Al final, la vida es un campo en el cual sembramos y el resultado es la cosecha que recogemos. Sembrar y cosechar es un acto de fe, pues no vemos que nada ocurre de inmediato. Con incertidumbres, (re)descubriendo y cuestionando. Eso sí, el dolor que lleva consigo también es incuestionable y nada menospreciable. Esto me hace recordar el singular modo de terapia que hace el psiquiatra Phil Stutz, quien habla que en la vida hay 3 constantes: dolor, incertidumbre y trabajo constante. Sin ellas no progresamos, pero ellas son muchas veces las razones de nuestro sufrir. Curioso que esas 3 realidades puedan llegar a ser tan placenteras como dolorosas, ¿no? Eso me lleva a pensar que quizá llevamos toda una evolución separando ambas realidades, cuando todo apunta a que están entrelazadas en cualquier vicisitud de la vida.
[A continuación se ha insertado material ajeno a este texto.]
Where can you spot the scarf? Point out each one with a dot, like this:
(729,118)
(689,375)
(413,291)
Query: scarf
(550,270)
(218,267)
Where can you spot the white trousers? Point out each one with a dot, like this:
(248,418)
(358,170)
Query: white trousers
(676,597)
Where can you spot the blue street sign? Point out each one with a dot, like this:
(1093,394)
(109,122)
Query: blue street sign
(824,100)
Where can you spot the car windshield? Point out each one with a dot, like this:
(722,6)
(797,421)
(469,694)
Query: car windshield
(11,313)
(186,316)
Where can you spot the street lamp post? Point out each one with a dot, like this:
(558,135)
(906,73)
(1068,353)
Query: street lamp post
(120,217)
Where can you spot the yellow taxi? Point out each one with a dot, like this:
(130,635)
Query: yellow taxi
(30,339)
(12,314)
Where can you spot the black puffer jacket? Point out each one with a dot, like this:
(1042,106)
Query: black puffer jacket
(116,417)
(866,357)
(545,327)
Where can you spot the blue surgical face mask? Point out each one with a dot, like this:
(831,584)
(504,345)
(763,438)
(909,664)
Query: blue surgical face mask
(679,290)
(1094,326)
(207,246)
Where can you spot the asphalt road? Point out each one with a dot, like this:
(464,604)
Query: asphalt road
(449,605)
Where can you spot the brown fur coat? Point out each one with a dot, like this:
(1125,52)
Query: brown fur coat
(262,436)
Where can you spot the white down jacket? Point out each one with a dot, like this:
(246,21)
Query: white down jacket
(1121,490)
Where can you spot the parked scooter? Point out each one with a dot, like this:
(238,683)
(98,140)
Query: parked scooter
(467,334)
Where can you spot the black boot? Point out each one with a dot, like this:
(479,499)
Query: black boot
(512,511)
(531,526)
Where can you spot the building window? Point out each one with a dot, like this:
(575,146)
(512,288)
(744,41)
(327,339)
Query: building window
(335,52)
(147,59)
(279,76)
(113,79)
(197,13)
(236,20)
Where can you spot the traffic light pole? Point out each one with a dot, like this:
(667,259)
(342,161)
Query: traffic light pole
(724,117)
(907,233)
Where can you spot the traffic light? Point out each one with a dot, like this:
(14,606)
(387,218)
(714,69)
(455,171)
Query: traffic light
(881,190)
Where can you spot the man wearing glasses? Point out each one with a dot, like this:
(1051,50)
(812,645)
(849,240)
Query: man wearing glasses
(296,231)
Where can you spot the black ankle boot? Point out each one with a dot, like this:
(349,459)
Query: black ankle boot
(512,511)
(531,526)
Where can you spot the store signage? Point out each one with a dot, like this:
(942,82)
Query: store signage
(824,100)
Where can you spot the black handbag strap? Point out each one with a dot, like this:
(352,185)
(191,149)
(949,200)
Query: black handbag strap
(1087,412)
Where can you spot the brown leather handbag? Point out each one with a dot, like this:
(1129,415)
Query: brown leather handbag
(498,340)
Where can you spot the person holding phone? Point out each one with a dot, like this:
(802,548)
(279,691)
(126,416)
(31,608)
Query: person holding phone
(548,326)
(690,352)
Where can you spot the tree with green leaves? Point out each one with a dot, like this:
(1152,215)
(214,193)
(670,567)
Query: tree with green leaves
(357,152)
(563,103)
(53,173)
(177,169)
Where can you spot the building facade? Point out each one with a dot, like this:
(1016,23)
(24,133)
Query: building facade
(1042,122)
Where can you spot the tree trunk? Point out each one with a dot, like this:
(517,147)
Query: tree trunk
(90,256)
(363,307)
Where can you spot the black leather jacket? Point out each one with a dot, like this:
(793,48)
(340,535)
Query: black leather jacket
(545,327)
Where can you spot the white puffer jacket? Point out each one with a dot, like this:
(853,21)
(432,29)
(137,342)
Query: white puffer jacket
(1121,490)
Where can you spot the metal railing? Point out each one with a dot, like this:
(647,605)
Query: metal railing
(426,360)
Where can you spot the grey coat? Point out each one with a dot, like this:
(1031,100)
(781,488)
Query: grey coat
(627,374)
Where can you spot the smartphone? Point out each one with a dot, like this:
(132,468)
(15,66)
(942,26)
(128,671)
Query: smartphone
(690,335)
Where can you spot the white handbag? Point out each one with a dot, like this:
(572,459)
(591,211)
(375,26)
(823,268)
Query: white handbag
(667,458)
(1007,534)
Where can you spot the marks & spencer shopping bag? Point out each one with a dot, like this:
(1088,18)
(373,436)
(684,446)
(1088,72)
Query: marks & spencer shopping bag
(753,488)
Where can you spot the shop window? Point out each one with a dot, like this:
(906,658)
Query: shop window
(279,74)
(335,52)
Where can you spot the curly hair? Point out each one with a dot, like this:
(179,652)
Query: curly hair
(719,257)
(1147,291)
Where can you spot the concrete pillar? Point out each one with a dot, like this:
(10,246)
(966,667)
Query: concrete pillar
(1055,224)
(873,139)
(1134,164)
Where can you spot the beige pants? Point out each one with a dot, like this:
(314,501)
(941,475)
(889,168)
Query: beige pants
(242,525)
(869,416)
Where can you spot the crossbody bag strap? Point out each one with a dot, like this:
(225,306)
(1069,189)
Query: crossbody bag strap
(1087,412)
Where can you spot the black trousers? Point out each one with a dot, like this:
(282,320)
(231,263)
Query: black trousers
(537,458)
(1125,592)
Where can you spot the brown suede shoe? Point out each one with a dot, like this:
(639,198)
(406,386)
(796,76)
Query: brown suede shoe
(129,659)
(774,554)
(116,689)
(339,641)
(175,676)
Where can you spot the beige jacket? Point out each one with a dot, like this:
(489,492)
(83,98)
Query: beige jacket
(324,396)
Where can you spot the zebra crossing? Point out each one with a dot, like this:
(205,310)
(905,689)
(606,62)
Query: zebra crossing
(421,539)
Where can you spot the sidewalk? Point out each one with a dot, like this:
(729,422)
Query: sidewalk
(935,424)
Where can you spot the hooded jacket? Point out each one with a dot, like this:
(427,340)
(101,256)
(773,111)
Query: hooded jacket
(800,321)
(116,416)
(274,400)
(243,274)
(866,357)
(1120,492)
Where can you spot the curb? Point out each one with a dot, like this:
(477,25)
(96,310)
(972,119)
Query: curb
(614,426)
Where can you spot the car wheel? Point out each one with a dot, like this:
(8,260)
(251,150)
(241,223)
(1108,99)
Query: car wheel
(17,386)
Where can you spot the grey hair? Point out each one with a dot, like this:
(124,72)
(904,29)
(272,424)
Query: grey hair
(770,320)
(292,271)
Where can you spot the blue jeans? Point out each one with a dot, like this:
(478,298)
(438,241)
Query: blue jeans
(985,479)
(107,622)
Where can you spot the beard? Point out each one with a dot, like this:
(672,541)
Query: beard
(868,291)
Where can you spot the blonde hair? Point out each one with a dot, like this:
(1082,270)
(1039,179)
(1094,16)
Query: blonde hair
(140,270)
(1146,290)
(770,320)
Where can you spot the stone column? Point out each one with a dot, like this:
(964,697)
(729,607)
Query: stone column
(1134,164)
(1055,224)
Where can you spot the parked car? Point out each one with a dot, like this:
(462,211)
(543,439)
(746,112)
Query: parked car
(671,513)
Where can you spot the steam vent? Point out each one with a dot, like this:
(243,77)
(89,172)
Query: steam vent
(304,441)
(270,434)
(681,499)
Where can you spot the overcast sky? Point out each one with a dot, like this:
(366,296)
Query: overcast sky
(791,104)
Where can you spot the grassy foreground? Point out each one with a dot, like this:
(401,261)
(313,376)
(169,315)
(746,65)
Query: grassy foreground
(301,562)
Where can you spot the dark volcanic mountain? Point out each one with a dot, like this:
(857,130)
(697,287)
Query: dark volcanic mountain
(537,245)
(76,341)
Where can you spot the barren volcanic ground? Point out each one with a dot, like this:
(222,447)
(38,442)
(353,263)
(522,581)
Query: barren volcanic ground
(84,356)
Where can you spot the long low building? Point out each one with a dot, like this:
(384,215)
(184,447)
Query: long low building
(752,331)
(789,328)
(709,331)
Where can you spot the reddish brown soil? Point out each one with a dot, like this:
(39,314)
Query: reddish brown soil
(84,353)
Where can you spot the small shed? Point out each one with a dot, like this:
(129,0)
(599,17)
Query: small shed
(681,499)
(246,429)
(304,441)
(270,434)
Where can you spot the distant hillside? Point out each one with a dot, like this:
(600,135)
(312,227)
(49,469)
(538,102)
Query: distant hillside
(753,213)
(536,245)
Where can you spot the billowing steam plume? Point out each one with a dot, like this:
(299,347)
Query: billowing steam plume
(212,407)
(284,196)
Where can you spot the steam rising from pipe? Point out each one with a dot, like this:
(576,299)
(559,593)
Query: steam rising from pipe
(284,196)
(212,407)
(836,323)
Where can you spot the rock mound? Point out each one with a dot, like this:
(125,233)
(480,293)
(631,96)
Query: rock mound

Naturalmente, el dolor no provoca placer en nadie cuando supera un cierto umbral, pero lo interesante es que este binomio placer- dolor suele considerarse como un par de opuestos donde uno excluye al otro, en lugar de considerarse como el haz y el envés de la misma experiencia. No obstante, hoy en día, el placer a corto plazo domina a la búsqueda del horizonte y los derechos (gozo, placer) imperan sobre los denostados deberes (esfuerzo, ‘dolor’). Todo un declive del capital social, lo que significa un empobrecimiento generalizado de las relaciones sociales, asociado a problemas claros de cohesión cívica y de individualización de la vida cotidiana. Todo ello lleva a la soledad y aislamiento: una sociedad fragmentada, individualizada y solitaria. Dolor y más dolor.
Pero aquí estoy, afirmando que el dolor produce euforia y puedo dar fe de ello. Por ello, me aferro al proverbio «si hay placer, hay dolor», porque es un aviso sagrado de que la vida siempre guarda un sufrimiento entre las sonrisas que habitamos. Del mismo modo, sin pena no podríamos conocer la felicidad. Sin dolor no conocemos la salud y la dicha. Sin la muerte, no apreciamos la vida.